Keruk Harta Karun RI yang Melimpah, Bahlil Tawarkan ke China

JAKARTA – Menteri Tenaga lalu Sumber Daya Mineral (ESDM) Bahlil Lahadalia mengaku sedang mempersiapkan langkah strategis untuk mengoptimalkan peluang melimpah blok-blok minyak dan juga gas (migas) di dalam pada negeri.
Upaya ini bertujuan meningkatkan penanaman modal pada sektor energi sekaligus menggalakkan peningkatan ekonomi. Salah satu negara yang tersebut menjadi target utama pada penawaran ini adalah China, yang dimaksud dikenal mempunyai keunggulan teknologi di melakukan eksplorasi.
“Kita masih punya berbagai prospek blok (migas) yang tersebut dapat untuk meningkatkan produktivitas migas nasional. Saya tawarkan terhadap teman-teman penanam modal China beberapa kemungkinan yang dimaksud dapat kita kembangkan bersama. Di sinilah rapat untuk menemukan formulasi yang mana tepat di rangka pengembangan industri bersama,” jelas Bahlil disitir dari laman resmi Kementerian ESDM, hari terakhir pekan (6/9/2024).
Baca Juga: Bahlil Ungkap Jatah Lahan Tambang untuk Muhammadiyah
Sebelumnya Bahlil menyinggung lifting minyak Indonesia yang digunakan terus mengalami penurunan secara alami, sedangkan konsumsi di negeri terus meningkat.
“Di Indonesia sendiri, kita tahu bahwa lifting minyak kami semakin hari terus menurun, sedangkan konsumsi terus meningkat.
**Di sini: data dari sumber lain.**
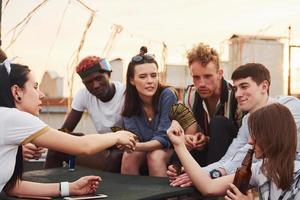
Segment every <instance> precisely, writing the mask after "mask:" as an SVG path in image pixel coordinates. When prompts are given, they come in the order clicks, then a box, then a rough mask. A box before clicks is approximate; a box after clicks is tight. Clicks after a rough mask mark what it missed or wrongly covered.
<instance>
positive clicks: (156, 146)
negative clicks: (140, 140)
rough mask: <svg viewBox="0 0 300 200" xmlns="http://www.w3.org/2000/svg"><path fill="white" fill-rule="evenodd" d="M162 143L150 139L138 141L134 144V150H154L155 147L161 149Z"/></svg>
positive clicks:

Konsumsi Indonesia sekarang 1.600.000 barel per hari. Lifting minyak kami sekarang kurang lebih tinggi sekitar 600.000 barel per hari,” terang Bahlil.
Bahlil menegaskan, kerja sejenis yang tersebut terjalin kedua belah pihak harus saling menguntungkan lalu pemerintahan Indonesia akan membuka ruang sebaik-baiknya.
“Ke depan, kemitraan yang mana berada dalam dijalin dalam sektor energi harus saling menguntungkan kedua belah pihak. Kami akan membuka ruang yang digunakan sebaik-baiknya untuk melakukan usaha dalam Indonesia dengan tetap saja memperhatikan aturan dan juga harus menguntungkan semuanya,” jelasnya.
Baca Juga: Seminggu Jabat Menteri ESDM, Bahlil Bingung pada Depan DPR Lihat Banyak Angka
Bahlil juga menyakinkan pihak China untuk bukan ragu bekerja serupa dengan pemerintah Indonesia lalu menjamin akan memberikan kenyamanan berinvestasi.
“Kerja mirip dan juga acara yang mana sudah dihasilkan di dalam bawah kerangka bilateral Indonesia-Tiongkok terus menunjukkan progres yang signifikan, bukan perlu ada keraguan di kebersamaan (kerja sama) ini. Saya yakin yang tersebut pertama pada penanaman modal adalah nyaman. Dan Indonesia menawarkan rasa kenyamanan itu,” tutup Bahlil.